Fellow-citizens, when the purity of the marriage relation and the purity of our family fall, America falls. [Applause.]

REV. M. W. PRESSLEY, D. D., OF PHILADELPHIA. I want just one moment, Mr. President, and only a necessity that is felt deeply in my heart, and one that has been pressed upon me from the outset, prompts me to lift my voice in this assembly now.
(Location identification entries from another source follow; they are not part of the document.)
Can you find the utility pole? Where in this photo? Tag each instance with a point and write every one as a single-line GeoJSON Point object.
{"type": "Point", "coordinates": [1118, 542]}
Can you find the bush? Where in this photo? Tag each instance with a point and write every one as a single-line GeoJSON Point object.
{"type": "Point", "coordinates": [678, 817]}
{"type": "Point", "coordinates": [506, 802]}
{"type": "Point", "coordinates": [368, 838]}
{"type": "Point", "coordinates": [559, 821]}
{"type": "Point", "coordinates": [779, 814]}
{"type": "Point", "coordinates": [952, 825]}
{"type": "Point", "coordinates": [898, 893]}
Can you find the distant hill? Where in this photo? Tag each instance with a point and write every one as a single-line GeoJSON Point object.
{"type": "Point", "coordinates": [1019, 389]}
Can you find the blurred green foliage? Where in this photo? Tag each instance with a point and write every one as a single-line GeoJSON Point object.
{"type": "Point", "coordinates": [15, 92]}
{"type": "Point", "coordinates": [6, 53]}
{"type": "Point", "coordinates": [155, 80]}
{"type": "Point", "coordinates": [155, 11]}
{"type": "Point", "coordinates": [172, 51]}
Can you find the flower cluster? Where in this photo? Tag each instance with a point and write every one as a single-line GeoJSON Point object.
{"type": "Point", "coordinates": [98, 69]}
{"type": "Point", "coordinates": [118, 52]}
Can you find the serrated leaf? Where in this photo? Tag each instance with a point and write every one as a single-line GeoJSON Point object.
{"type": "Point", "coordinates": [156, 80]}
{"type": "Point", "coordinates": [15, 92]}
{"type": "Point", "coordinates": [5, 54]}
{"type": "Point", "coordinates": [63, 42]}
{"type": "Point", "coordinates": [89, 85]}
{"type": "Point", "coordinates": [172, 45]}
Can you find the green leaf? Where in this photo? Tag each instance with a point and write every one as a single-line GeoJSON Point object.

I believe the city from which I come is considered a pretty fair city. The Quaker element has always been a conserving element there, and when we talk about aggressive measures in the attack of evil, we have a great many ministers, eloquent and true, who invite us to go upon some promontory and count the church spires. We have 700 of them, one to every 1700 people, but it is a solemn and awful fact, that we have to look square in the face, and I believe that it is one that the ministry of all the cities of our country must soon look in the face, that we have almost as many houses of infamy in our cities as we have houses of worship to Almighty God. Now it is true (and I see some of the pastors here now) that we have beneath the very spires of our churches houses of infamy, where young souls are led down to ruin and damnation, because we have not had the courage to roll up our sleeves and put our hands to the evil, and throttle it at its very seat. And I trust that when we go back from this Conference, which has been a real inspiration to us all, that in the future it will be as concrete as it has been abstract; that when we go back, we shall not be ashamed to have our ministerial robes corrupted, if it require it, with contact with suffering, sinful, sinning humanity. And I believe, as Dr. Pierson intimated, that if our religion, kidgloved though it may be in some respects, could be soiled by an honest contact with these living, awful, damning realities that we have to face in our cities, it would be far better for us. And I trust that very soon we, as ministers, shall erect upon our pulpits and in our souls this standard, that a man shall be as deep and as great a disgrace to society who allows his pure name and his fair character to be assaulted, as any woman who may have perchance, by the inducements of the devil, lost her character. Let us elevate this one pure standard. The gospel of purity is what we want; and I trust that all of us will receive such inspiration as I believe God has enabled me to receive. And I do believe that, if my own city is a representative one, if we do not very soon meet and master this gigantic evil, we shall see the cancer developing upon the very body of Christ.

I esteem it a privilege, and I feel that God has prompted my heart, to give utterance to these things, and I bid God-speed to the great army of ribbon-workers; and I believe that if we could come into living, personal, sympathizing contact with such noble, God-inspired women as Frances E. Willard, whose imperial intel

lect and queenly graces are doing much to elevate from the slums to a position of purity and power the masses of our country, we should receive a further inspiration, and redouble our energy in this great work.